3. PostgreSQL Database server

Install PostgreSQL locally or have access to a PostgreSQL server.

It is assumed that the operating system used to run the dashboard will be a flavour of UNIX/Linux. However, if you want to run it on a Mac, we suggest you use the relevant Enterprise DB installer to start with. Regardless, follow the instructions for your system.

Note

These instructions assume PostgreSQL is installed on the same machine as the dashboard and Grafana. If your setup requires PostgreSQL to be hosted on a separate server, you may need a version of PostgreSQL compiled with SSH support.

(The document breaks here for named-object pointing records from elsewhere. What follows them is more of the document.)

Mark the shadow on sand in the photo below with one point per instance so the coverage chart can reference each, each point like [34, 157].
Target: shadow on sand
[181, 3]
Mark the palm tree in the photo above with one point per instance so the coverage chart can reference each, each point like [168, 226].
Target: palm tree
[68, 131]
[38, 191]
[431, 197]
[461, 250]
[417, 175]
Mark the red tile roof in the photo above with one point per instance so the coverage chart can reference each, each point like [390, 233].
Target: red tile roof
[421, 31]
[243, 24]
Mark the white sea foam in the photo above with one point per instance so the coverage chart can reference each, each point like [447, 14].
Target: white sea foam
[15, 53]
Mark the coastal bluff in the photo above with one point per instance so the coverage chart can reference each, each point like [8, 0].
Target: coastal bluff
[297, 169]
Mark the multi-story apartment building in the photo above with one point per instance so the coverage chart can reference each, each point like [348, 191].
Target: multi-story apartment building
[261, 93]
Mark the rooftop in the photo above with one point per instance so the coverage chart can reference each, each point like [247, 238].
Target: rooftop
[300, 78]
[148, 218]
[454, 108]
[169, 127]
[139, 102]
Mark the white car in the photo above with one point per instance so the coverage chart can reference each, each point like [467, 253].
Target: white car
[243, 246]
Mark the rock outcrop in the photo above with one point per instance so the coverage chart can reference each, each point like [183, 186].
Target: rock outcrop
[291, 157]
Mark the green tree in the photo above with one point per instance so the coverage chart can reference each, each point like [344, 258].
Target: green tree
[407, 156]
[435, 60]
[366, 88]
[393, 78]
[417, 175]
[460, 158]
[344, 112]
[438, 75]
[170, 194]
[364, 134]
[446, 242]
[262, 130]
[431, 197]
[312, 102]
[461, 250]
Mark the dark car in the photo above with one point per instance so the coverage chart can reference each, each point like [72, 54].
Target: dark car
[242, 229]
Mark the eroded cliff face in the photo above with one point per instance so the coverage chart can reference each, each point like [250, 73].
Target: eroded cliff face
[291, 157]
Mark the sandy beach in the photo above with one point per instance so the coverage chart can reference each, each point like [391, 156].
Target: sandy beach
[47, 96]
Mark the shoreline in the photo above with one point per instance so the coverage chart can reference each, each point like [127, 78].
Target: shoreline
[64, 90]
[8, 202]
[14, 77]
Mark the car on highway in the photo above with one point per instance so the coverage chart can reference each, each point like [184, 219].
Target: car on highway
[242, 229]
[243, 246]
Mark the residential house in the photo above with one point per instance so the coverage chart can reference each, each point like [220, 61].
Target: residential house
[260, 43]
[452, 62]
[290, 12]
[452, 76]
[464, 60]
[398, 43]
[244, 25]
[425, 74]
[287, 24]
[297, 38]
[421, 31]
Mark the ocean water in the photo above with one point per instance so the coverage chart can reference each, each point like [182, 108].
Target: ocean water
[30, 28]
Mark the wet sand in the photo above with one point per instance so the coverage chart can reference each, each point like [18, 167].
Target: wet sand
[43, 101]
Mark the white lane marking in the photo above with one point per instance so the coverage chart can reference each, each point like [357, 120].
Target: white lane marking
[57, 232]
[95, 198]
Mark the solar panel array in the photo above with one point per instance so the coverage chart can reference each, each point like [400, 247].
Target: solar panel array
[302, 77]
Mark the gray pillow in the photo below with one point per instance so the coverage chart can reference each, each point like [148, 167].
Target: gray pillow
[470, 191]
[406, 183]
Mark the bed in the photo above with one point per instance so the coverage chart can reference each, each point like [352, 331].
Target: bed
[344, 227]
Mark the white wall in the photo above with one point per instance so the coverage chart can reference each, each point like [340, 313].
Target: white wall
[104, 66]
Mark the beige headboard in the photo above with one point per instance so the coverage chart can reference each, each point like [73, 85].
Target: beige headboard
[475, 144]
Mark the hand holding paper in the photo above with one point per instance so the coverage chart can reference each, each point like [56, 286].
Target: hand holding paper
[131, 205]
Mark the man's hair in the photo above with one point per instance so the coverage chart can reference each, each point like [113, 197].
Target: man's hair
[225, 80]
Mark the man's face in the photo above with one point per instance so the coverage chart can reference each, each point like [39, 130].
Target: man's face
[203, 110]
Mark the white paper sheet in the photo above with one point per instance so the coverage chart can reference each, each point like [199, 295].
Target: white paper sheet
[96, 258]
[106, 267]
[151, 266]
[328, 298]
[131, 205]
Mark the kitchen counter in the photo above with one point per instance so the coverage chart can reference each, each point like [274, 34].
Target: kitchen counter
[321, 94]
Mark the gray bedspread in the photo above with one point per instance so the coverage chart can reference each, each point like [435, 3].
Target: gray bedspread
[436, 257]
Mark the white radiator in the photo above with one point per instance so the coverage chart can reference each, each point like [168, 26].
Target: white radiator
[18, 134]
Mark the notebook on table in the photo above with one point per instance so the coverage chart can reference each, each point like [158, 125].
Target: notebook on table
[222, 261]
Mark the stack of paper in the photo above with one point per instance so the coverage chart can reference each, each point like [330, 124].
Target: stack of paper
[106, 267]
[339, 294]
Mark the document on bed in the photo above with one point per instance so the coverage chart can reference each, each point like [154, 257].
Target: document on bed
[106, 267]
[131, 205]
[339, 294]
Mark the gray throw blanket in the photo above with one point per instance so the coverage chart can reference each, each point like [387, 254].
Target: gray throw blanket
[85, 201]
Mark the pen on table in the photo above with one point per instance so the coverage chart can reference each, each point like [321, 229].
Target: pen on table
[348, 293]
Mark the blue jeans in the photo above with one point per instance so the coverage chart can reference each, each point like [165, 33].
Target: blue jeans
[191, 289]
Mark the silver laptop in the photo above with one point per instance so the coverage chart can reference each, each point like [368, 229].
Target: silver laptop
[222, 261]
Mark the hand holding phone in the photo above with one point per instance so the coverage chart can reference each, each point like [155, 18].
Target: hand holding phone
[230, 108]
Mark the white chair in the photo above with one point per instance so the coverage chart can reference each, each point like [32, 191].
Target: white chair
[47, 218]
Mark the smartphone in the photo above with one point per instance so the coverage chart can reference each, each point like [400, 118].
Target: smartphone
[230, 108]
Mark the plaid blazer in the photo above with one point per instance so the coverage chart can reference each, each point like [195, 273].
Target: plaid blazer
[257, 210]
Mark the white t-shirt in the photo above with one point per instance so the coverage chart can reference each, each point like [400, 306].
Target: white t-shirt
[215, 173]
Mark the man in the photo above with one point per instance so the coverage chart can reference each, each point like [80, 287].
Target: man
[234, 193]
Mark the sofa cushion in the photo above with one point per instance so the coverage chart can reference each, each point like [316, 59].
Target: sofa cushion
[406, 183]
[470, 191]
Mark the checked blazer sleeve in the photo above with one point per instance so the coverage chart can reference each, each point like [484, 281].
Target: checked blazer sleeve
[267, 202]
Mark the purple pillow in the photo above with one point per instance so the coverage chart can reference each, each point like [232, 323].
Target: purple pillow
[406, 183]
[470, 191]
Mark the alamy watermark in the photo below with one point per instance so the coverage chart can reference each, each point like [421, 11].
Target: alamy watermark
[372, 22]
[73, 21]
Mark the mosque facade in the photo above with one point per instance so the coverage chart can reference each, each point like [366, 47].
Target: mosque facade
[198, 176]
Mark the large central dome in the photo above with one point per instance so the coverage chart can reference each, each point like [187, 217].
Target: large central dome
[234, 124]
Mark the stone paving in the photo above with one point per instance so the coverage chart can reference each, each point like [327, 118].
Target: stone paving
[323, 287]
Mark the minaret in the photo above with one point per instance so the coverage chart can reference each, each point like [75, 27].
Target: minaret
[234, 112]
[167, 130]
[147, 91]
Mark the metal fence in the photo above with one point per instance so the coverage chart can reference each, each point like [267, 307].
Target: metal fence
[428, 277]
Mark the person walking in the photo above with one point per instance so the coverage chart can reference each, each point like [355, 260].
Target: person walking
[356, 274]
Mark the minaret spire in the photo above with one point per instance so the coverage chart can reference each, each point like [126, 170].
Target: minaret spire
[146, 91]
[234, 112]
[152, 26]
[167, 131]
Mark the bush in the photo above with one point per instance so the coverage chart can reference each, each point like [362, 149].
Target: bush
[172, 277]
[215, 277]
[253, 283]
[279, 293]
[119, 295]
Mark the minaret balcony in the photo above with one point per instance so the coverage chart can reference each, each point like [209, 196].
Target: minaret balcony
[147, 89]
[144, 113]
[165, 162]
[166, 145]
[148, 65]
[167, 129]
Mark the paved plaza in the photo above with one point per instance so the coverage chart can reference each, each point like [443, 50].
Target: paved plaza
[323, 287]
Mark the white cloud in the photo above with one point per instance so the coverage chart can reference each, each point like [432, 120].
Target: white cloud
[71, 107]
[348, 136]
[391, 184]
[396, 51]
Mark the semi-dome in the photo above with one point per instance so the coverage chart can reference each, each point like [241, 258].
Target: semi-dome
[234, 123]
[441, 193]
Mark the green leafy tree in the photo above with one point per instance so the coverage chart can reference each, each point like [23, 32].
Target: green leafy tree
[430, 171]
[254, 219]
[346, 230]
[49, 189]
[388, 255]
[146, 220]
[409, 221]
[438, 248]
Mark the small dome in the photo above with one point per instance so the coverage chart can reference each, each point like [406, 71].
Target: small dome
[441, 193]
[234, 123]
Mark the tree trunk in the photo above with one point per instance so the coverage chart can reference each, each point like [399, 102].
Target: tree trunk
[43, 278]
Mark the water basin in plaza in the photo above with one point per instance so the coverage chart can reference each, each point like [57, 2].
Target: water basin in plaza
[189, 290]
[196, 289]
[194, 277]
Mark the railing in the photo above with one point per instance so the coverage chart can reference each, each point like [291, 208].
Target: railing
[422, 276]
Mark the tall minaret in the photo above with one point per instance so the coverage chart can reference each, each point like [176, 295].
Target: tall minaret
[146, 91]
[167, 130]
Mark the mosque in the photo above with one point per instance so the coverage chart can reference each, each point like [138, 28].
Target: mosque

Choose a username and password for the PostgreSQL admin user (conventionally postgres). These instructions assume you use postgres as the admin username.

Important

Do not store the admin password in a file. If you forget it, follow these steps to reset it.

Note

Dashboard users should be granted only SELECT permission on the database.

Check that your $PATH allows you to access the psql utility.

4. Grafana

Install the self-managed Grafana Enterprise edition (Enterprise, just in case you want to host it on the cloud).

By default, the superuser credential is id: admin, password: admin. You should change the password to make your set-up more secure.

Configuration files

Before running the dashboard, you will need to prepare three configuration files. Templates and examples for all of them are provided in the configuration/templates/ and configuration/examples/ directories respectively.

1. Scripts configuration file (`config.yaml`)

Copy the template provided in configuration/templates/config.yaml to a location of your choice and edit it, replacing all values surrounded by < > characters. This file contains the core parameters needed to run the dashboard, including database connection details and paths to the other configuration files. You can uncomment the optional parameters you want to use.

Note

If you choose to run the dashboard inside a Docker container, note that restarting the container can cause the database to be deleted and re-created. To prevent this, set skip_db_overwrite: True in config.yaml.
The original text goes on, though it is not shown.